Athens is an ancient city, of course. It is the home of many ancient buildings–the stuff of legend.  One of those ancient complexes is the Temple of Zeus, and it is excessively revered in Greece.  The Temple of Zeus is protected by laws with stiff penalties for violators, and a host of police and security personnel to make certain it isn’t damaged or defaced.  Visitors can get close to the Temple of Zeus, but absolutely no one is allowed to access the temple itself.  In other words, you cannot stand in the actual temple or on its actual grounds.  Violating this can land you in jail.

The vocalists were singing in ancient Greek.  Not the Greek that is spoken today, but ancient Greek.  They were singing praises to the ancient gods.  They sang a prayer to Zeus that begged him to come back to Earth and praised his wisdom, strength, and power. 

To say Athenians were on cloud nine would not be an adequate description, but did most of them know about what else was happening right under their noses? Some of them probably did, but it is a safe bet that most of them were not even thinking about it.  What was it?

All this was happening as a cooperative effort between the Greek government, SONY Classical, and NASA.  NASA?

NASA sponsored this magnificent production.  In other words, they paid for it.  Not only that, NASA was beaming this massive prayer to the ancient gods straight to Mars–live!

NASA’s 2001 Mars Odyssey mission was on, and as the Mars Odyssey entered orbit around Mars, it did so to the strains of Vangelis’ orchestra and choir singing prayers and praise to their ancient gods live from the Temple of Zeus in Athens.  The newly arriving spacecraft brought to Mars the prayers of Earth for the gods to return. 

What an intriguing expenditure for NASA.  Perpetually in the throes of budget strains, NASA is always about the business of prioritizing expenditures.  Some really great mission proposals never get out of the driveway because they are considered to be lower priority than others.  The money goes to the top handful of projects with the highest priority.  It happens that way year after year.  Hours and hours of meetings are held to snip costs here and slash costs there in order to squeeze every possible drop from budget in order to keep missions going and a few new ones starting.  Yet, in the middle of all that snipping and slashing, prioritizing, and squeezing, NASA found the big bucks to sponsor this breathtaking Vangelis production at the Temple of Zeus.  Transmitting it live to Mars could not have been cheap either.

Why?  Why did NASA find this Vangelis concert from the Temple of Zeus so high on their priority list that they were willing to open their checkbook?  Why did they beam the concert live to Mars?  To whom were they beaming it?  Who was there to hear it? 

When I asked these questions on my talk show, a caller had an interesting observation.  He said, instead of just praying for the gods to come back, perhaps this was meant to appease ancient gods (extraterrestrials) who are already on their way back.  Interesting, but why was the target Mars?
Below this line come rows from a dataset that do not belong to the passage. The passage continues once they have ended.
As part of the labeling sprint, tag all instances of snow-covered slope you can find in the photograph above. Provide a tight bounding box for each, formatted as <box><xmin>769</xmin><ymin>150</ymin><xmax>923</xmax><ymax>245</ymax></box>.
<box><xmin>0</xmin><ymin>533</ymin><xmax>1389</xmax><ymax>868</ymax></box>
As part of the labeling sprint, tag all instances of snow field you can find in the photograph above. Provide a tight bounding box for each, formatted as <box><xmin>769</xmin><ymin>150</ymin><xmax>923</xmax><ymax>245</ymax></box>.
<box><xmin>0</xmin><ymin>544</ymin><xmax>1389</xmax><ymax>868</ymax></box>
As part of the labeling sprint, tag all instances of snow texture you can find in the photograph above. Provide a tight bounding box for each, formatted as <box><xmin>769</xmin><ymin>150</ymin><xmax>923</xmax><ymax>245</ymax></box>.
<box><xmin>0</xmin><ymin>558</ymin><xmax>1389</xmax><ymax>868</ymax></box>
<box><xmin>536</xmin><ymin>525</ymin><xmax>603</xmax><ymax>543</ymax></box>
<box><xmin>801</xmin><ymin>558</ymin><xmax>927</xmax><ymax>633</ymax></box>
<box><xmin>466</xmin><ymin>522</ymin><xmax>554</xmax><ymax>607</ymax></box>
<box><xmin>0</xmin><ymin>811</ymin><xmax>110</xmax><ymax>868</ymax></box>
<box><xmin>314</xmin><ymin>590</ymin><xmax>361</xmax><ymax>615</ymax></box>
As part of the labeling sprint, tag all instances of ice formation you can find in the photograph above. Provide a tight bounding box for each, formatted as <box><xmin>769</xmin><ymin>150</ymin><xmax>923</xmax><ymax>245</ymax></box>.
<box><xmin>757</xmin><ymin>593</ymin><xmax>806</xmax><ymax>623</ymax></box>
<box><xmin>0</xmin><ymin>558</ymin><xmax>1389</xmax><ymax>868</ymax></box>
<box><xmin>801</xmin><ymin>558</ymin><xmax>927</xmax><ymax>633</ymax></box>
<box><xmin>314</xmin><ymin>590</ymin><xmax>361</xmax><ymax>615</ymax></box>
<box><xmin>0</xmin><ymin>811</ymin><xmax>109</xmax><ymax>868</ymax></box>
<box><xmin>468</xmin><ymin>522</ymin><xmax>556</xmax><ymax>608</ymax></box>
The stories and characters we speak of as “Greek mythology” are spoken of as factual history by many people of Greece.  From high ranking, highly credentialed people to the ordinary man on the street, the ancient gods of Greece are seen as actual extraterrestrials who came to Earth and walked among its inhabitants. It isn’t rare to find people in Greece who think the extraterrestrials once worshipped as gods may one day return.  In fact, this idea also has traction among ancient astronaut theorists

Ancient cultures that speak of the gods who came down from the sky and lived among us often also record their belief that the gods (who went away) will return again one day.  The Mayans look for the return of Quetzacoatl.  Vangelis and NASA pray for the return of Zeus.